The Fat Man brought two cups of unsweetened Greek coffee on a tray to the balcony and delved into a paper bag.
‘It’s not the same,’ Mavros said, suspiciously eyeing the pastry he had just been handed.
‘So what do you want me to do?’ the Fat Man demanded. ‘Bring the old woman back from the dead?’
That terminated conversation for as long as it took Yiorgos to wolf down his double helping of galaktoboureko. His mother, Kyra Fedhra, had daily produced pastries that were the mainstay of the cafe run by the Fat Man until he too had been forced out by a ridiculous rent rise. Kyra Fedhra had expressed annoyance that her sixty-year-old son would be permanently under her feet and died of heart failure shortly afterwards — leaving the Fat Man with a valuable property on the other side of Lykavettos and nothing whatsoever to do. Although he had been a foot soldier in the Communist Party since his teens, he was no longer on good terms with the comrades after they had told him his duty was to sell the house and donate half the profits to the party.
That was the other reason Mavros had moved to his mother’s flat. Without the Fat Man’s cafe down the road, his old flat was substantially less appealing.
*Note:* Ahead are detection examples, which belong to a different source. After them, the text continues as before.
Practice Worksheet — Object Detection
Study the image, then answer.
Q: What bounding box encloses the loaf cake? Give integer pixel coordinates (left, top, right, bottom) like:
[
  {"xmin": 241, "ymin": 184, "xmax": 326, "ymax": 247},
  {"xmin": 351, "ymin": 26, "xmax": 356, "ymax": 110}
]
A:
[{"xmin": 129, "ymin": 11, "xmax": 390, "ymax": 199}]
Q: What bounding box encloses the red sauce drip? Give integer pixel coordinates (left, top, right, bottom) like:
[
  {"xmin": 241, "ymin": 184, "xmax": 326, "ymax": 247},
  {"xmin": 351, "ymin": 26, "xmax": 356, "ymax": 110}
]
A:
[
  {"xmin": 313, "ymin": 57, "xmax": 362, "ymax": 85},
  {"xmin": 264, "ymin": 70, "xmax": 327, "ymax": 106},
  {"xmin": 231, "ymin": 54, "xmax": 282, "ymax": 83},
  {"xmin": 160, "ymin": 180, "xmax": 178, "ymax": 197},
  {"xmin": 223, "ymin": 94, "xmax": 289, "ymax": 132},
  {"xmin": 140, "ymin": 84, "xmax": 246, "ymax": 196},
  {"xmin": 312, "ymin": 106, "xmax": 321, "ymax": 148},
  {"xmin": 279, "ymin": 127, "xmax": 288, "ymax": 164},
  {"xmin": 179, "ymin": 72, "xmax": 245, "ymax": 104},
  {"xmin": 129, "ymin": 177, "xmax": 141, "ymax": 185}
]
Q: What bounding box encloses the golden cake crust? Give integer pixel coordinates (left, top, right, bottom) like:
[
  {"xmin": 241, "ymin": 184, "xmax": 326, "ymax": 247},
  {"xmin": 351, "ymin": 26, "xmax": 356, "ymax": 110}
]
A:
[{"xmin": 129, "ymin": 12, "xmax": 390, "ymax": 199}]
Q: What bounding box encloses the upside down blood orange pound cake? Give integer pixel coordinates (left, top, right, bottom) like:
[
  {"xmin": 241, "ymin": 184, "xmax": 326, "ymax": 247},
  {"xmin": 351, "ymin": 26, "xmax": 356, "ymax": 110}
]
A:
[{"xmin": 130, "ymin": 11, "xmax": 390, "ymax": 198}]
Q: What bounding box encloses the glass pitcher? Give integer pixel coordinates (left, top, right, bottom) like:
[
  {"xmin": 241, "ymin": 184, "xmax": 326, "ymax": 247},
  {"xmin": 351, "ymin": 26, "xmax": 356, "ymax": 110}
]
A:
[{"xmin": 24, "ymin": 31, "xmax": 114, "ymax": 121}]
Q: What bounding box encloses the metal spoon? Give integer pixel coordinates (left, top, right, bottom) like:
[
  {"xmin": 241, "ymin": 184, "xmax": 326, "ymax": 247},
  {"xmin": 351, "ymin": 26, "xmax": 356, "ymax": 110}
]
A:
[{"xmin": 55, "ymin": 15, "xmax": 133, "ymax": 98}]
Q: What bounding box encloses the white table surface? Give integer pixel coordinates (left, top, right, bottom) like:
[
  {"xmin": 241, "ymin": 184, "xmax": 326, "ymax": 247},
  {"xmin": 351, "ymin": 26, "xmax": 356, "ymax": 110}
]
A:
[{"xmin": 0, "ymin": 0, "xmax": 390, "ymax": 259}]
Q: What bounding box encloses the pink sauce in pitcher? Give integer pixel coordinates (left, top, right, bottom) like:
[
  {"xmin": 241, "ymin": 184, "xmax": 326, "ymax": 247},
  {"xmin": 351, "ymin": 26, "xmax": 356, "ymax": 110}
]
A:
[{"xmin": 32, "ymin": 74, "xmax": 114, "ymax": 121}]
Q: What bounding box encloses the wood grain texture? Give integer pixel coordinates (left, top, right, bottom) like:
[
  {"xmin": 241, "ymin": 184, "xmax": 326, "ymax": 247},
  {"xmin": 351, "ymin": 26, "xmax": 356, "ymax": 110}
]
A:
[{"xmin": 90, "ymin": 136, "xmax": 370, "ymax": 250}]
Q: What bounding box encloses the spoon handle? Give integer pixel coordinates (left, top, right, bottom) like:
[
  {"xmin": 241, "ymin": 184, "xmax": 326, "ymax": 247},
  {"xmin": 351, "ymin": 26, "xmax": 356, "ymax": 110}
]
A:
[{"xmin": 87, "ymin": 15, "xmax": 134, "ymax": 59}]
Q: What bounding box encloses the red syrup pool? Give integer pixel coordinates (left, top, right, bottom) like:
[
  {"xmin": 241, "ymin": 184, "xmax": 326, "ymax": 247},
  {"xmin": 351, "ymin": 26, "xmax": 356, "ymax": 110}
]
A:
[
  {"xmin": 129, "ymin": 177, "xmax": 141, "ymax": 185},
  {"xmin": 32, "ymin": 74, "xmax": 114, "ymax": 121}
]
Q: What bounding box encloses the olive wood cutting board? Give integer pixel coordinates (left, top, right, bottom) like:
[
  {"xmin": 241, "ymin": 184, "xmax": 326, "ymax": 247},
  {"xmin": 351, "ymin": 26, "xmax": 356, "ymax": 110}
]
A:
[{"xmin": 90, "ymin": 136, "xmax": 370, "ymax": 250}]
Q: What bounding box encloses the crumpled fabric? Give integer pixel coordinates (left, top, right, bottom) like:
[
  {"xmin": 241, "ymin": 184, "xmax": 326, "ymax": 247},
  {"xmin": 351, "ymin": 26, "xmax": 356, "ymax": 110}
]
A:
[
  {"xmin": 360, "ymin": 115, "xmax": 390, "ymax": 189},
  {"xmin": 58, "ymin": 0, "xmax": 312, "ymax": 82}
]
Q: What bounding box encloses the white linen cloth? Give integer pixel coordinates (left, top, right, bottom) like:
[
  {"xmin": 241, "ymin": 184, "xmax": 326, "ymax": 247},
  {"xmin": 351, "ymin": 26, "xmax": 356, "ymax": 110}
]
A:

He had used it as an office, judging potential clients by their reaction to such a downmarket place in the heart of tourist-land. And while the much-missed Kyra Fedhra had made the best pastries in Athens, Yiorgos made the best coffee, without which Mavros struggled to start the day.
Mavros finished his shop-bought galakotoboureko— which was actually not bad — and washed it down with cold water.
‘Heard anything from that cop?’ the Fat Man asked.
‘That cop who has a name?’
Yiorgos sank his chin into the soft flesh of his neck. ‘I forget. . Damis?’
‘You forget, my arse. No, I haven’t. Calm down. What you fondly imagine is your job is safe.’
Mavros swallowed a smile. Damis Ganas had been his partner for a few months the previous year, but he had returned to the island of Evia when his heroin addict girlfriend was released from psychiatric care. In the meantime, the Fat Man had combined his daily visits to provide breakfast with acting as Mavros’s unofficial secretary and office manager. Years of grinding through the Communist Party’s multiple layers of bureaucracy had made Yiorgos a remarkably competent record keeper. The fact that — with off-white shirts stretching over his paunch and threadbare trousers — he was hardly presentable to clients was a way of controlling his involvement in cases.
The Fat Man looked out over the opulent blocks around the park of Dhexameni. ‘What would your father have thought about you ending up in this platinum-coated sewer?’
‘Oh, thanks,’ Mavros replied, going back inside. ‘What would he have thought about you avoiding the comrades and coming here every day?’ He looked at the photographs of his family on the display table by the fireplace. His mother had taken most of them with her, but there were still portraits of his father, Spyros, with his thick black hair, hooked nose and piercing gaze: and of his brother, Andonis, a bright-faced version of the older man, who had been popular with the opposite sex from his early teens.